Morris M M, Dyson H, Baker D, Harbige L S, Fazakerley J K, Amor S
Immunology Department, Rayne Institute, United Medical and Dental School of Guy's and St. Thomas' Hospital, London, UK.
J Neuroimmunol. 1997 Apr;74(1-2):185-97. doi: 10.1016/s0165-5728(96)00786-2.
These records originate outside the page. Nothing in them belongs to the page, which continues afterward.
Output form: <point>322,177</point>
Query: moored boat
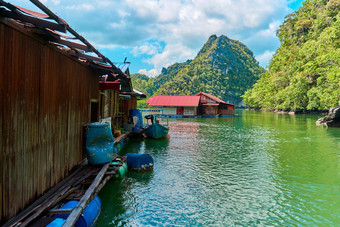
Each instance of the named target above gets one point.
<point>156,130</point>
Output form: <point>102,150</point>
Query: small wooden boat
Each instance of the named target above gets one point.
<point>156,130</point>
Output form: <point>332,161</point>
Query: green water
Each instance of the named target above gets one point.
<point>253,169</point>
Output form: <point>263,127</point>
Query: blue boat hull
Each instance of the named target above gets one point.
<point>156,131</point>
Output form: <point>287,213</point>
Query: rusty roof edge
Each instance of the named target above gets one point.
<point>73,32</point>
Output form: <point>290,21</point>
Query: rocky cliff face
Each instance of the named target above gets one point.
<point>224,67</point>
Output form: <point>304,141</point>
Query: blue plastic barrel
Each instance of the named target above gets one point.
<point>99,143</point>
<point>58,222</point>
<point>88,216</point>
<point>139,162</point>
<point>138,114</point>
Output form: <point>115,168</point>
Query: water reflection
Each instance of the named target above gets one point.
<point>253,169</point>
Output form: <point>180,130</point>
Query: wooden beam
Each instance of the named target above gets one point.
<point>85,200</point>
<point>35,21</point>
<point>34,206</point>
<point>71,44</point>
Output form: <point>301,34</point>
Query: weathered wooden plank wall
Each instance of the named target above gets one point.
<point>45,101</point>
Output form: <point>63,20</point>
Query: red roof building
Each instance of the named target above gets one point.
<point>200,104</point>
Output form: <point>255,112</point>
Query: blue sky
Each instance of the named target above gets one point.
<point>157,33</point>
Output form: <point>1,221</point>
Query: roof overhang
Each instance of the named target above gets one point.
<point>109,85</point>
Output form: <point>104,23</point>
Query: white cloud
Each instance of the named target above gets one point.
<point>182,26</point>
<point>173,52</point>
<point>149,49</point>
<point>151,72</point>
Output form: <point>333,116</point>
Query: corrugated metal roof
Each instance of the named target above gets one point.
<point>213,97</point>
<point>123,66</point>
<point>174,100</point>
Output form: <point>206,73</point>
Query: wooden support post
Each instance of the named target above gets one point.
<point>85,200</point>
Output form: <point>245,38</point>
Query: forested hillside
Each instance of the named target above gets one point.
<point>305,71</point>
<point>224,67</point>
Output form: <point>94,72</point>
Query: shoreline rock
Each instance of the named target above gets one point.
<point>332,119</point>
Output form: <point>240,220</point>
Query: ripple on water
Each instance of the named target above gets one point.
<point>230,172</point>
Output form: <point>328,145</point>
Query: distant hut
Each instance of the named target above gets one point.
<point>212,106</point>
<point>201,104</point>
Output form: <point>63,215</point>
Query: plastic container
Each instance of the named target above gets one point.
<point>121,171</point>
<point>99,143</point>
<point>139,162</point>
<point>139,125</point>
<point>88,217</point>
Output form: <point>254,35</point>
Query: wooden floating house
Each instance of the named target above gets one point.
<point>201,104</point>
<point>52,83</point>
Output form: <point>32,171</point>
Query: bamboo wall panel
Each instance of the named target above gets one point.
<point>45,101</point>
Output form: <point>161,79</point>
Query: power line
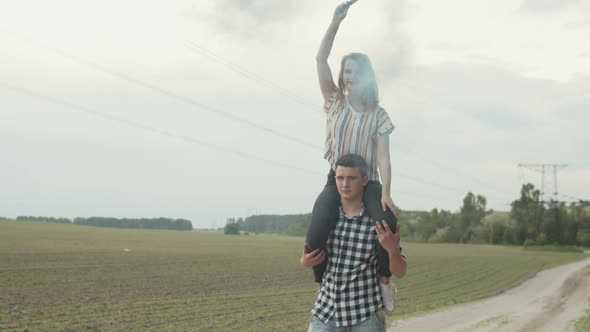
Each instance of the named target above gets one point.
<point>192,140</point>
<point>257,78</point>
<point>152,129</point>
<point>138,125</point>
<point>168,93</point>
<point>542,168</point>
<point>251,75</point>
<point>196,103</point>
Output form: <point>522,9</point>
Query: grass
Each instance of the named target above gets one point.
<point>67,277</point>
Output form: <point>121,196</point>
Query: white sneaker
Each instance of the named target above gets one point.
<point>388,294</point>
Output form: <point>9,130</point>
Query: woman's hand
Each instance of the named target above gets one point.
<point>387,202</point>
<point>340,13</point>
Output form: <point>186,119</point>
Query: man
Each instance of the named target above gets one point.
<point>349,298</point>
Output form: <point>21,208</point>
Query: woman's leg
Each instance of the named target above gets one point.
<point>372,201</point>
<point>323,219</point>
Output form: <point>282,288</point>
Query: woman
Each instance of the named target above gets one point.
<point>356,124</point>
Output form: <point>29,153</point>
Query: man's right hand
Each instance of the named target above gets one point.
<point>313,258</point>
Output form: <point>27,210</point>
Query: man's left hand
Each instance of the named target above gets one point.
<point>389,241</point>
<point>387,202</point>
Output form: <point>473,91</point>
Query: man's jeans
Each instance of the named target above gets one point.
<point>375,323</point>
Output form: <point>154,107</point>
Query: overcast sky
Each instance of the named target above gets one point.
<point>211,109</point>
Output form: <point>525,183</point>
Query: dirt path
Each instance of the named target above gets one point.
<point>550,301</point>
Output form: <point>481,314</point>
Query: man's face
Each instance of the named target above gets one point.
<point>350,182</point>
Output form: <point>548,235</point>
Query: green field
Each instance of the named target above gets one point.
<point>71,278</point>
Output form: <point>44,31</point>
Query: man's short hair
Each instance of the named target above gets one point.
<point>355,161</point>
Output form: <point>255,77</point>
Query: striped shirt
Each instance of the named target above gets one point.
<point>349,131</point>
<point>350,291</point>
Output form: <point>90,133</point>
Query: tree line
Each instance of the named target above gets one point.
<point>135,223</point>
<point>530,221</point>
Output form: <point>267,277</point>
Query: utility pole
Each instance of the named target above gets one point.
<point>542,169</point>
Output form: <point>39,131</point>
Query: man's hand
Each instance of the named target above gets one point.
<point>313,258</point>
<point>340,13</point>
<point>387,202</point>
<point>389,241</point>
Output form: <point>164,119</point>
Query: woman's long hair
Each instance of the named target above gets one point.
<point>370,93</point>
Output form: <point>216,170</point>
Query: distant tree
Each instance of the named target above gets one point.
<point>472,212</point>
<point>528,212</point>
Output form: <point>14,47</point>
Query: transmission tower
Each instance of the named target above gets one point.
<point>542,168</point>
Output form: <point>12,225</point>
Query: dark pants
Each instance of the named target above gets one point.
<point>325,215</point>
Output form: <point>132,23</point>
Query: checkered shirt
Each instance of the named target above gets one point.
<point>350,289</point>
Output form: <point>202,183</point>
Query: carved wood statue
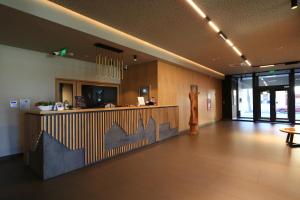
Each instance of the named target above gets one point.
<point>193,95</point>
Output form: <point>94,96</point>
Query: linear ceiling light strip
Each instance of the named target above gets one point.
<point>217,30</point>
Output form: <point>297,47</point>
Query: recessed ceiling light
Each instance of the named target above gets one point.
<point>196,8</point>
<point>216,29</point>
<point>294,4</point>
<point>222,36</point>
<point>248,63</point>
<point>214,26</point>
<point>264,66</point>
<point>237,51</point>
<point>229,42</point>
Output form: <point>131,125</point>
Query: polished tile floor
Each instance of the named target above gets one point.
<point>228,160</point>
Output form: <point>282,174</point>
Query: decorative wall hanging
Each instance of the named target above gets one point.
<point>109,62</point>
<point>193,95</point>
<point>209,100</point>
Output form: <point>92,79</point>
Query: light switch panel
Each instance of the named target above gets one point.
<point>13,104</point>
<point>25,104</point>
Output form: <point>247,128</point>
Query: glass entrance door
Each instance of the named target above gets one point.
<point>274,105</point>
<point>281,104</point>
<point>265,105</point>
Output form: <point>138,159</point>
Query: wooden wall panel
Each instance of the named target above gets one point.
<point>171,86</point>
<point>135,77</point>
<point>173,89</point>
<point>87,130</point>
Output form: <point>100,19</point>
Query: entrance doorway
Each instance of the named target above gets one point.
<point>274,104</point>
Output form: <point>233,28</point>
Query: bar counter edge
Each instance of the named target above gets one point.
<point>58,142</point>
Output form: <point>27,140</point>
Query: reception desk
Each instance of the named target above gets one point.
<point>61,141</point>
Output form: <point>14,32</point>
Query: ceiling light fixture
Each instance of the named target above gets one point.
<point>196,8</point>
<point>294,4</point>
<point>217,30</point>
<point>229,42</point>
<point>134,58</point>
<point>222,36</point>
<point>264,66</point>
<point>214,26</point>
<point>248,63</point>
<point>237,51</point>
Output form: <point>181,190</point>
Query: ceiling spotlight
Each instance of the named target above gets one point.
<point>214,26</point>
<point>264,66</point>
<point>229,42</point>
<point>237,51</point>
<point>196,8</point>
<point>294,4</point>
<point>248,63</point>
<point>222,36</point>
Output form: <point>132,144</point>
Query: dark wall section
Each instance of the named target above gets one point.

Cytokines are important mediators in the pathogenesis of central nervous system (CNS) inflammatory diseases including multiple sclerosis (MS), experimental allergic encephalomyelitis (EAE), viral encephalitis and virus induced demyelinating diseases. We have used immunohistochemical techniques to characterize the mononuclear cell infiltrate and cytokine profiles in the CNS following infection of mice with the demyelinating A7(74) strain of Semliki Forest virus (SFV), an important viral model of MS. Mononuclear cell infiltrates in the CNS, first observed at 3 days and maximal during clearance of infectious virus, were comprised predominantly of CD8+ lymphocytes. F4/80+ macrophage/microglia and CD45/B220+ B lymphocytes were most numerous during the subsequent phase of demyelination. CD4+ T-lymphocytes were observed at low levels throughout infection. By immunostaining MHC class I, IL-1beta , IL-3 and TGF beta1 were constitutively expressed in normal mice and were upregulated following infection. MHC class II, IL-1alpha, IL-2, IL-2R, TNF-alpha and IL-6 were strongly upregulated in the CNS of SFV-infected mice and mice with chronic relapsing EAE. The spatial and temporal distribution of these cytokines during the course of disease was analysed. Whereas IL-1alpha, IL-1beta, IL-10, and TGF beta1 were observed on day 3 following infection GMCSF, IL-2 and TNF alpha were first apparent at day 7 when the cellular infiltration in the CNS was most intense. In contrast IFN gamma and IL-6 were first observed on day 10 prior to the demyelination phase of disease. Cytokines in the lesions of demyelination suggest a role in the pathogeneisis of myelin damage. Based on cytokine profiles no clear bias of either a Th1 or Th2 response was observed in the CNS during infection.
细胞因子是中枢神经系统(CNS)炎性疾病发病机制中的重要介质,这些疾病包括多发性硬化症(MS)、实验性变应性脑脊髓炎(EAE)、病毒性脑炎和病毒诱导的脱髓鞘疾病。我们运用免疫组化技术,对感染了脱髓鞘性Semliki森林病毒(SFV)A7(74)株(一种重要的MS病毒模型)的小鼠中枢神经系统中的单核细胞浸润和细胞因子谱进行了特征分析。中枢神经系统中的单核细胞浸润最早在第3天观察到,在感染性病毒清除期间达到最大值,主要由CD8 +淋巴细胞组成。F4/80 +巨噬细胞/小胶质细胞和CD45/B220 + B淋巴细胞在随后的脱髓鞘阶段数量最多。在整个感染过程中,CD4 + T淋巴细胞的水平较低。通过免疫染色发现,MHC I类、IL-1β、IL-3和TGFβ1在正常小鼠中组成性表达,感染后上调。MHC II类、IL-1α、IL-2、IL-2R、TNF-α和IL-6在感染SFV的小鼠和慢性复发性EAE小鼠的中枢神经系统中强烈上调。分析了这些细胞因子在疾病过程中的时空分布。感染后第3天观察到IL-1α、IL-1β、IL-10和TGFβ1,而GMCSF、IL-2和TNFα最早在第7天出现,此时中枢神经系统中的细胞浸润最为强烈。相比之下,IFNγ和IL-6最早在疾病脱髓鞘阶段前的第10天观察到。脱髓鞘病变中的细胞因子表明其在髓鞘损伤的发病机制中起作用。基于细胞因子谱,在感染期间中枢神经系统中未观察到明显的Th1或Th2反应偏向。